Fort Wolters (1925-1946, 1951-1975) - First established as a Texas National Guard post in 1925 near Mineral Wells, Parker County and Palo Pinto County, Texas. Named Camp Wolters after Brigadier General Jacob F. Wolters. Federalized during World War II and abandoned in 1946 after the war ended. Reactivated in 1951 for the Korean War as Wolters Air Force Base. Returned to the U.S. Army 1 Jul 1956 and became Camp Wolters again. Redesignated Fort Wolters on 1 Jun 1963 and used during the Vietnam War for infantry training and as a Nike Missile site. Abandoned in 1975.
History of Fort Wolters
First established in 1925 as a Texas National Guard training camp for the 56th National Guard Brigade consisting of the 112th Texas Regiment and the 113th New Mexico Regiment. Used as a summer training camp and maneuver area.
World War II (1941-1945)
Expanded and federalized during World War II as a large infantry induction and training center with a troop capacity of about 25,000 troops. The post was declared surplus 27 Jun 1946 and sold to private interests.
Korean War (1951-1953)
After the Korean War the base was turned back to the U.S. Army and on 1 July 1956 it again became Camp Wolters. The new mission of the post was as the Primary Helicopter School for the U.S. Army. The camp was classified as a permanent installation and named Fort Wolters on 1 Jun 1963 as the Vietnam War began to heat up.

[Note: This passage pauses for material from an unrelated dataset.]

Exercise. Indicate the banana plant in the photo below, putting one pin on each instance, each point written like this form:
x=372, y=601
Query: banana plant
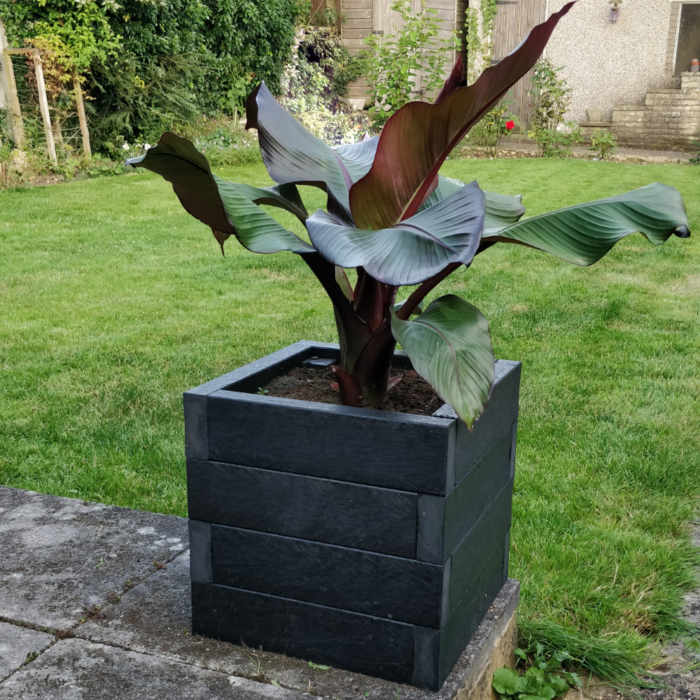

NIKE missile site DF-70 was located on Fort Wolters between September 1960 and October 1968.
With the end of the Vietnam War the closure of the fort was announced and the decision to return the property to private hands was made in February 1975.
Currently part of the Education Center of Weatherford College, Lake Mineral Wells State Park and Wolters industrial Park near Mineral Wells, Parker County, Texas.